Crabs fatten up for the winter before burrowing in the bottom for several months of dormancy. Males head for deep channels in the bay; females run south for the saltier water needed for spawning.
What about the prospects for next season, especially after a year of reports of poor production? "There's been plenty of little ones," said Meiklejohn. "A good sign for next year."
"I'm hearing there are a lot of little crabs," said Jockel. "But you never really know. A lot depends on the harshness of the winter, the salinity of the water, a bunch of things."

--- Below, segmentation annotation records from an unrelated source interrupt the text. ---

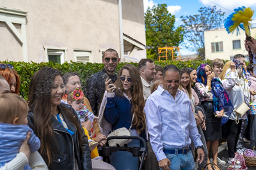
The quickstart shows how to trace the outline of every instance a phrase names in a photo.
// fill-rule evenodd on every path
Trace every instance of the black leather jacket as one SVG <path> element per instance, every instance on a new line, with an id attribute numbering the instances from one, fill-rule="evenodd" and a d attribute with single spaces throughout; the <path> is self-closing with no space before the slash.
<path id="1" fill-rule="evenodd" d="M 92 74 L 86 80 L 86 90 L 84 91 L 85 97 L 89 100 L 92 110 L 95 115 L 99 115 L 99 107 L 100 103 L 106 90 L 105 80 L 102 76 L 107 73 L 105 69 Z M 117 74 L 110 75 L 108 74 L 112 83 L 117 80 Z"/>
<path id="2" fill-rule="evenodd" d="M 65 104 L 67 107 L 74 114 L 77 121 L 80 120 L 77 117 L 76 111 L 69 105 Z M 29 110 L 28 115 L 28 125 L 34 129 L 34 114 L 32 110 Z M 81 150 L 79 148 L 78 137 L 76 127 L 67 119 L 65 121 L 68 129 L 74 132 L 71 136 L 66 129 L 52 116 L 51 122 L 54 132 L 54 141 L 56 145 L 54 148 L 52 163 L 49 167 L 49 169 L 75 169 L 74 160 L 76 159 L 80 170 L 91 170 L 92 160 L 88 139 L 83 132 L 82 141 L 84 154 L 81 155 Z M 78 129 L 84 132 L 82 127 Z M 43 156 L 43 155 L 42 155 Z M 44 158 L 44 156 L 43 156 Z"/>

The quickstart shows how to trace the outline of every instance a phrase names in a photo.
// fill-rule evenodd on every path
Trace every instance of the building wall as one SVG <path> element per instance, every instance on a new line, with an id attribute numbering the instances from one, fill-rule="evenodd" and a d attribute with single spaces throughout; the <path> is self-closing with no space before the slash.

Watermen and scientists will tell you that the crab is a critter of vast unpredictability. What is predictable is their sweet taste, especially in a season when they're not supposed to be around.
Meiklejohn was lunching on crabs with his 1-year-old daughter Demi Sue when we contacted him the other day. "Good," he said of his meal.
A happy gurgle in the background seemed to agree.
Jeff Holland, whose prose resided in this spot for most of the past year, has moved on to become director of the Baltimore Waterfront Festival, descendant of the fuss that accompanied the Whitbread Round-the-World racing fleet to the Inner Harbor last year.
The festival is set for the last weekend of April next year and figures to be in place in 2002 when the fleet returns, this time under the sponsorship of Volvo. As they did last year, the yachts will visit Annapolis before they begin the eastbound run across the Atlantic.
Holland wears many hats -- bard, balladeer, organizer, composer of awful puns. Another of those hats is a tricornered one to top off the Colonial costume he wears to various functions as director of Celebrate 350 Annapolis & Anne Arundel County.
He showed up in top hat (and spats) for a 350th do with the Annapolis Symphony at Maryland Hall the other night.
He describes himself as a "schemer of rhymes" and two years ago was proclaimed Poet Laureate of Eastport by an act of the Annapolis city council.
He and pal Kevin Brooks perform as Them Eastport Oyster Boys, singing their own songs about the Chesapeake Bay. They give away a lot of their music for charity events, which is right neighborly.